/ Julián Estrada
Hace muchos años tuve el privilegio de vivir en Bruselas. Espero que mi memoria jamás me falle y pueda mantener intactos en mi caja gris los aromas y sabores de la más prolífera y atiborrada salsamentaria de barrio que he conocido en mi vida. Madame Pavlova, su propietaria, era una mujer rusa de más de ochenta años, con un semblante de mujer de noventa, pero con una agilidad de trapecista de circo ruso, pues subía y bajaba de sus estanterías con mayor agilidad que la de su gato. Traspasar el contraportón de vidrio y de campanas delatoras, significaba llegar a un lugar saturado de mercancías provenientes de toda Rusia y de imposible reconocimiento para un provinciano de un país tropical. En un maremágnum de cajas, frascos, botellas, charoles, canastos, damajuanas, tolvas, estantes, neveras y vitrinas, el surtido de alimentos –todos desconocidos– era completamente fascinante; pero más fascinantes eran los aromas de esturiones, albóndigas, salamis, salchichas y jamones que se mezclaban con aquellos de preparaciones en vinagres y mostazas, y con las poncheras de pimientas y alcaparras secas, amén de una docena de quesos deliciosos e impronunciables.
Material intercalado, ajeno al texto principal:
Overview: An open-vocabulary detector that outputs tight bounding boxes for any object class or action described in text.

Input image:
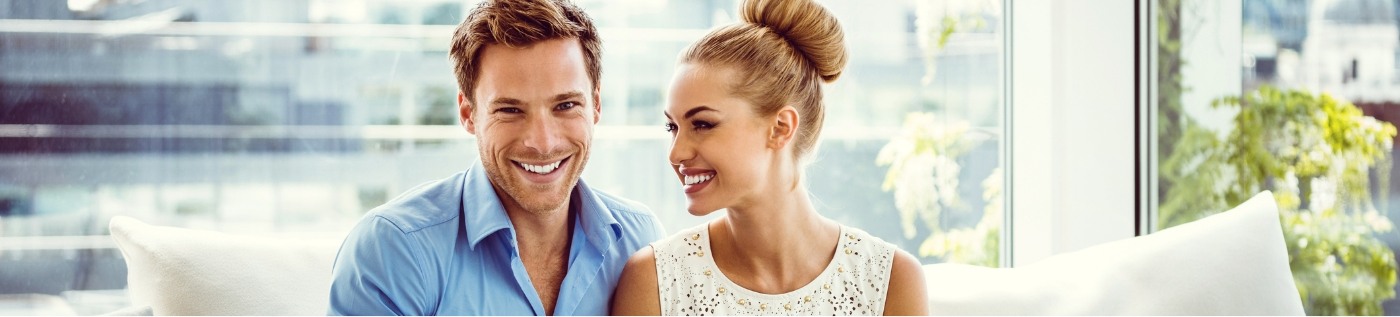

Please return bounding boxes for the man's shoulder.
[365,173,465,234]
[592,185,665,239]
[594,189,655,219]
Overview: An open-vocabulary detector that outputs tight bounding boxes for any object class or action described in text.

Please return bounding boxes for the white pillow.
[111,216,344,316]
[924,192,1303,316]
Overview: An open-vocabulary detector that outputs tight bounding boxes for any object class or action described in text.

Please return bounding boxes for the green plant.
[1159,86,1396,314]
[875,112,1002,267]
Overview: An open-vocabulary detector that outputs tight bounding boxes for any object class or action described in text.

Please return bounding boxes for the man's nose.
[524,115,563,154]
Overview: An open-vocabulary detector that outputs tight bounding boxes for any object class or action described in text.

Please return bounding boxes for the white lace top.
[651,224,896,316]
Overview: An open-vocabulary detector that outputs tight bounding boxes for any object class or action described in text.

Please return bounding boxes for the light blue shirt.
[329,161,664,316]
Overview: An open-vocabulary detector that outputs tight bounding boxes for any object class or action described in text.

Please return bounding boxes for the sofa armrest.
[924,192,1303,316]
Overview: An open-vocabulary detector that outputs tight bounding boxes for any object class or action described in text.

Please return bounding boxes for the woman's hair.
[448,0,603,107]
[680,0,846,159]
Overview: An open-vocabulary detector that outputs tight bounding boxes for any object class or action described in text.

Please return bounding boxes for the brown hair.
[680,0,846,159]
[448,0,602,107]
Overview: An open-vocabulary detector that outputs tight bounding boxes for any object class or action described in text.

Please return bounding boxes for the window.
[0,0,1008,314]
[1151,0,1400,314]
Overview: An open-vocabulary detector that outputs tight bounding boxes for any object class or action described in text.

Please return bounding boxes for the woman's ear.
[769,105,801,150]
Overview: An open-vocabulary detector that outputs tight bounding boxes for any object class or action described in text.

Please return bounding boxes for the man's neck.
[505,194,573,316]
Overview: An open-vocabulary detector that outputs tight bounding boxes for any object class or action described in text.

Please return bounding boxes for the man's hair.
[448,0,602,107]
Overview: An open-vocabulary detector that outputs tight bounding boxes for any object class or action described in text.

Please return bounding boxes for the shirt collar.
[462,160,515,250]
[571,178,622,251]
[462,160,622,250]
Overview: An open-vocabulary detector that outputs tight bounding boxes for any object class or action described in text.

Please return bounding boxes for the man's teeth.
[515,161,563,174]
[686,174,714,185]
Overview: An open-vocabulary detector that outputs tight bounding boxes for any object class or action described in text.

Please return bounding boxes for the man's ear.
[594,87,603,125]
[456,91,476,135]
[769,105,801,150]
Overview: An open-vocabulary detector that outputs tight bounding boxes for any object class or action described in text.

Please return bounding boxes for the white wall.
[1009,0,1137,267]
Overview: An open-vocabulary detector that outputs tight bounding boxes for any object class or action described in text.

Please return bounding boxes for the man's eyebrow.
[554,90,584,102]
[491,97,525,105]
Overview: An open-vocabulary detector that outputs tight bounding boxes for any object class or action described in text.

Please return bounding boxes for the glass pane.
[1152,0,1400,316]
[0,0,1007,314]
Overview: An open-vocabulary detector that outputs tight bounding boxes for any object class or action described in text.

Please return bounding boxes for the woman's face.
[665,63,776,216]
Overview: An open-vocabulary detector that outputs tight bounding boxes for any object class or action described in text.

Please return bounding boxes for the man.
[329,0,662,316]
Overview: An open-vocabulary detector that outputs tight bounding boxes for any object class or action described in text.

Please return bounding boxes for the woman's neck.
[708,185,840,293]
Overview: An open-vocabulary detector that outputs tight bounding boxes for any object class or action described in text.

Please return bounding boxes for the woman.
[612,0,927,316]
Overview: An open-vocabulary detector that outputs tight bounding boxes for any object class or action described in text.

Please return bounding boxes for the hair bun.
[739,0,846,83]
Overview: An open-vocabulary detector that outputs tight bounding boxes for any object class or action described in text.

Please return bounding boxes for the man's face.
[458,38,599,213]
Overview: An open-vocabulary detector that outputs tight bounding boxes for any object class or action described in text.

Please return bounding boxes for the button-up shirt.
[329,161,664,316]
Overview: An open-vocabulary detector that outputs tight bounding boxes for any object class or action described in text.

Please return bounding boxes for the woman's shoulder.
[651,224,710,258]
[841,224,899,259]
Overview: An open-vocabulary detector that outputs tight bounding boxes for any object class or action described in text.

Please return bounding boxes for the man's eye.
[554,101,580,111]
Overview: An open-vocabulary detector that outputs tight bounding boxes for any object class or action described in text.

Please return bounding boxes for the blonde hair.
[680,0,846,159]
[448,0,603,107]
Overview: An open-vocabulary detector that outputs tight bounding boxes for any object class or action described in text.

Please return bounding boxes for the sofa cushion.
[924,192,1303,316]
[111,216,344,316]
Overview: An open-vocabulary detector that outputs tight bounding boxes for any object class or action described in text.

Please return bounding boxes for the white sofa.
[111,192,1303,316]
Sin embargo, allí reinaba el aroma del mejor y más afamado arenque seco… hoy, después de cuarenta años, todavía me lo saboreo.
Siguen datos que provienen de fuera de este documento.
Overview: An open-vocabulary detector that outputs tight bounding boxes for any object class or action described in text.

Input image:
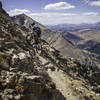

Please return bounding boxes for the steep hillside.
[0,3,100,100]
[63,29,100,66]
[12,14,97,65]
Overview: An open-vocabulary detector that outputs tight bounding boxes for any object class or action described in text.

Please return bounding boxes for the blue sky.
[1,0,100,25]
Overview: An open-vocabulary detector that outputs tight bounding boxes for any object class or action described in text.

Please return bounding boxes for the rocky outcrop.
[0,2,100,100]
[12,14,94,65]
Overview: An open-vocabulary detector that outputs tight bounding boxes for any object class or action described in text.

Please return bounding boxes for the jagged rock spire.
[0,1,2,8]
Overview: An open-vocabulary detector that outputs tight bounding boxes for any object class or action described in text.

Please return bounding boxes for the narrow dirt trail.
[38,56,78,100]
[48,70,77,100]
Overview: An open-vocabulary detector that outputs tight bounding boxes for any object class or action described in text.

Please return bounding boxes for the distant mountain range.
[47,22,100,32]
[48,22,100,66]
[0,2,100,100]
[12,14,98,65]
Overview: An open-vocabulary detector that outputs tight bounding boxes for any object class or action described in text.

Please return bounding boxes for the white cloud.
[7,9,30,16]
[89,1,100,7]
[84,0,100,7]
[27,12,100,25]
[44,2,75,10]
[83,12,98,16]
[8,9,100,25]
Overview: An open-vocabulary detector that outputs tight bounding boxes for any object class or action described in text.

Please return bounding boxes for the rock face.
[0,3,100,100]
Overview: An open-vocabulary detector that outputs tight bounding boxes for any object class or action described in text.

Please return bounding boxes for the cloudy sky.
[1,0,100,25]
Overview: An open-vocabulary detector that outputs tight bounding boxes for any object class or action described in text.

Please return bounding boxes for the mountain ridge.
[12,15,97,67]
[0,2,100,100]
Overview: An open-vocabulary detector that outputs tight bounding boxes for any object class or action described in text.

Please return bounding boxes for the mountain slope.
[12,14,97,64]
[0,2,100,100]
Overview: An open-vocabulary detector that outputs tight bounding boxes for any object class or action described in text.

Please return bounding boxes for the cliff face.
[0,3,100,100]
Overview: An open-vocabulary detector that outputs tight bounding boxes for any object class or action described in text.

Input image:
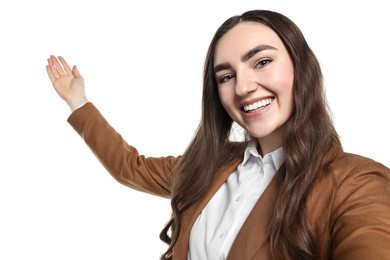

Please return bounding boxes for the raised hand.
[46,55,88,111]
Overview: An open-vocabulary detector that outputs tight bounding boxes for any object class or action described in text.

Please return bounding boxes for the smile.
[241,98,274,113]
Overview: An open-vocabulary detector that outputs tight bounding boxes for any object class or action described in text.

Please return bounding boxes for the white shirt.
[187,142,284,260]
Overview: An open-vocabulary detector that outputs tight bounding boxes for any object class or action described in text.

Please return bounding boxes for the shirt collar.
[242,140,285,170]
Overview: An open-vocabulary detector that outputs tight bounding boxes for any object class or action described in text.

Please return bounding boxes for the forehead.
[214,22,285,63]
Hace diez años visité por primera vez a Quibdó, adonde viajé con un canastado de incógnitas culinarias y, por consiguiente, ávido de despejarlas; conocí su pusandao y sus carnes saladas, conocí sus quesos, conocí sus longanizas ahumadas; cuando pretendí conocer su pescado seco, me encontré con un fenómeno social y cultural de talla mayor; en efecto, la llegada de la época del pescado seco es una cruzada de comercialización que transforma el embarcadero de la plaza de mercado sobre el río Atrato en un epicentro de compraventa, cuya cantidad no cabe en la imaginación del visitante; son cientos y cientos de canoas y embarcaciones que llegan y salen permanentemente cargadas con unos alijos apilados en altura, cuya forma y color los convierten en una auténtica instalación de arte contemporáneo (opinión que expongo, con la venia de los especialistas Alberto Sierra y Carlos Arturo Fernández); pero más interesante aún es enterarse de que dichas canoas viajan río arriba –algunas durante cuatro o cinco días, otras durante más de una semana– para proveer caseríos y aserríos cuyos habitantes logran permanecer hasta medio año en la remota selva, consumiendo únicamente pescado seco, además de la carne de monte.
Los aromas culinarios son un tema más de la lista de “discusiones infinitas” en donde nadie tiene la razón. Con motivo de la proximidad de la Semana Santa, un discreto recetario del pescado seco sale a relucir en cocinas y comedores de todas las clases sociales en muchas regiones de Colombia. Lo que acontece en nuestro medio –Medellín y Antioquia– donde el remilgo y la repugnancia han combatido durante siglos los sabores ictiológicos, será el tema de mi próxima columna.